Completion vs Optimality: Policy Gradient in Long-Horizon Cumulative-Damage Problems
Identifies and explains failure modes of policy-gradient methods in a specific class of long-horizon decision problems with cumulative damage, providing testable predictions that replicate across two domains.
Policy-gradient methods fail in long-horizon cumulative-damage problems due to two orthogonal failure modes: completion and optimality. The proposed decomposition reveals that horizon access alone reduces completion rate, while action-space restriction achieves completion but leaves an optimality gap of ΔM_final = 0.271.

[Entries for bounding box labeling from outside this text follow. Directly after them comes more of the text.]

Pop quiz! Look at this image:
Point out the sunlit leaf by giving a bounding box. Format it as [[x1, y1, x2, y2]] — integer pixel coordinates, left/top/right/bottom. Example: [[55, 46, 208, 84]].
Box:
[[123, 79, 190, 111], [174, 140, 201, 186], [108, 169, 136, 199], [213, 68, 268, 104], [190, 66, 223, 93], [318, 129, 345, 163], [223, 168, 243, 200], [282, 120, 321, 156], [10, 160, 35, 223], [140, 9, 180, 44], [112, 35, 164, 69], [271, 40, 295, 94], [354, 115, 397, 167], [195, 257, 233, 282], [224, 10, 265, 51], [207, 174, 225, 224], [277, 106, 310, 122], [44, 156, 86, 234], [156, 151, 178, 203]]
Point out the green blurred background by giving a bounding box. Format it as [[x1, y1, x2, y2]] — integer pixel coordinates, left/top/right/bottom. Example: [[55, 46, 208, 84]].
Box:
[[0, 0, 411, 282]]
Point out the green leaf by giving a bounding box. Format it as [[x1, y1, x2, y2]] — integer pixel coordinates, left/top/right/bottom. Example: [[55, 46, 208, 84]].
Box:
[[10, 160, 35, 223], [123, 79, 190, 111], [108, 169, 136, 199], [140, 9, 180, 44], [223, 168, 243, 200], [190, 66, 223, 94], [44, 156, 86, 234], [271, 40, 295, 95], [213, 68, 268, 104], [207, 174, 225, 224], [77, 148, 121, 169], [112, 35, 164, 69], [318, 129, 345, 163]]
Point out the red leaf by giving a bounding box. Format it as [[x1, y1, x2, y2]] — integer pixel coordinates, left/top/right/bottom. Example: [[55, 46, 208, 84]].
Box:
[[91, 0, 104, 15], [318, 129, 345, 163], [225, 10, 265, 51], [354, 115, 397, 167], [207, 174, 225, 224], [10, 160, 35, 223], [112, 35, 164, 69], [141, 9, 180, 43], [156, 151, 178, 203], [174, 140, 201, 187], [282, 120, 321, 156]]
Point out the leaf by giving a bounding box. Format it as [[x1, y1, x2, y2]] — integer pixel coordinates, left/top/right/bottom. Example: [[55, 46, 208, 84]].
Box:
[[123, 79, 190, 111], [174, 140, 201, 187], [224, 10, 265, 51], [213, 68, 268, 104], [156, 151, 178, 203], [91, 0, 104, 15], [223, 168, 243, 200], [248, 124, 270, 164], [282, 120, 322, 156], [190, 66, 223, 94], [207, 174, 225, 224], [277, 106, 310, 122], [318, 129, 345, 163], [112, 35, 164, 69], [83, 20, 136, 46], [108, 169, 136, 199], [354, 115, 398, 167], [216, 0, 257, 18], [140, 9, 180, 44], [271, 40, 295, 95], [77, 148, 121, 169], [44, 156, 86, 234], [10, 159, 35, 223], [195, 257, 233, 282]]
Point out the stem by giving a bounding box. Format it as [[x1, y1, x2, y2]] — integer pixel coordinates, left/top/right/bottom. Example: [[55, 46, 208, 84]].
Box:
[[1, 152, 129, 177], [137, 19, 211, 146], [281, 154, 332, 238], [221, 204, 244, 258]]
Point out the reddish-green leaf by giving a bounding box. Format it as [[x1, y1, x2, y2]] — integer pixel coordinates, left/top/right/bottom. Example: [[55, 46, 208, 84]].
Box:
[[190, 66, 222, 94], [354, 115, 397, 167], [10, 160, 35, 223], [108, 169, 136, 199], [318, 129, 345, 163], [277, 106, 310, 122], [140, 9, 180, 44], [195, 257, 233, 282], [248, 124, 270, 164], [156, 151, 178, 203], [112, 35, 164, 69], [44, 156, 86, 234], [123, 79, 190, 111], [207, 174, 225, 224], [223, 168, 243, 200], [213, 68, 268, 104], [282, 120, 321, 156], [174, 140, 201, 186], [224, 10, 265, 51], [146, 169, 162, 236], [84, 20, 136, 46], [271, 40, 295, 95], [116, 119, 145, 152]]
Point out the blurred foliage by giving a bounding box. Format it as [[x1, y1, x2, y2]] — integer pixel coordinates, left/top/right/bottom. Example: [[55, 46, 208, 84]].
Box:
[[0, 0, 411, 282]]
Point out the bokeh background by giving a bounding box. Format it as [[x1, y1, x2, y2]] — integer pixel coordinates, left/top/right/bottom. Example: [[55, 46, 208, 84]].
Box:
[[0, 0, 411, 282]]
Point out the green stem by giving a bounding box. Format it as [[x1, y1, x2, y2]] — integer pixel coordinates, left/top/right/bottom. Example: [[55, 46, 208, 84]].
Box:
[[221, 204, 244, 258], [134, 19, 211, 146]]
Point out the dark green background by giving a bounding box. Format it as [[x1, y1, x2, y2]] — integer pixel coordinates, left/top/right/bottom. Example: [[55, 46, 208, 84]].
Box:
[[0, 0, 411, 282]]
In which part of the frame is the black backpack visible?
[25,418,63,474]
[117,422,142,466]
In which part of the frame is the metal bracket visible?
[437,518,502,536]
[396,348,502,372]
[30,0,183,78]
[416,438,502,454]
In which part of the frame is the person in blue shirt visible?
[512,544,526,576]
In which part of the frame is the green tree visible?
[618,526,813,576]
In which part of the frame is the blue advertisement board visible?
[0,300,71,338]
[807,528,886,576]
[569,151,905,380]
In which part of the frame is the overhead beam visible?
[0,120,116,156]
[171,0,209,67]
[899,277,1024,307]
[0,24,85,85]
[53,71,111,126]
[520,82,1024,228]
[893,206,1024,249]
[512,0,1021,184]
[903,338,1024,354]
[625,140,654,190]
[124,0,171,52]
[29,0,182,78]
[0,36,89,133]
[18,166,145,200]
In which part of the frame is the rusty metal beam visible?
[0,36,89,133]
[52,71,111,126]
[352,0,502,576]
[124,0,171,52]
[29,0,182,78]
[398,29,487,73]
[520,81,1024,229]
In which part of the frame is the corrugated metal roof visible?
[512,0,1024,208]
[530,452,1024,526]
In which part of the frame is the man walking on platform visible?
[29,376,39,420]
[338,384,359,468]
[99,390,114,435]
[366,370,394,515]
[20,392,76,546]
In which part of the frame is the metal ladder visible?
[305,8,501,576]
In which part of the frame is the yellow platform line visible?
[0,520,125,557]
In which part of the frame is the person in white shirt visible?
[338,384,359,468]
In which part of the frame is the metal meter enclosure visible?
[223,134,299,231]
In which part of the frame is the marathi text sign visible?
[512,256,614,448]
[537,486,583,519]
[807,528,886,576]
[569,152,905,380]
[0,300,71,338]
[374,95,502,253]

Long-horizon decision problems with cumulative damage couple locally attractive actions to globally adverse outcomes. We identify two orthogonal failure modes for policy-gradient methods on this class and propose a decomposition that separates them: \emph{completion} (reaching the terminal horizon rather than exiting via an implicit terminal constraint) and \emph{optimality} (matching the dynamic-programming reference given completion). Under PPO with a linear soft penalty, granting horizon access alone reduces the completion rate: the penalty's equilibrium drives the dominant-activity share to zero, while action-space restriction combined with horizon access achieves completion but leaves an optimality gap ($ΔM_{\text{final}} = 0.271$) that we trace to first-phase greedy commitment at the damage origin. We derive four testable predictions and evaluate them in two separately calibrated environments that share the same abstract structure but differ in domain, horizon, activity set, and calibration data: a 49-step bricklayer career and a 20-season NBA power-forward career. All four predictions replicate qualitatively. The horizon-invariance prediction is met at three of four tested horizons, with the exception at $H = 15$ consistent with the $H^*$ boundary ($H^* \in [6, 14]$ under the NBA parameters).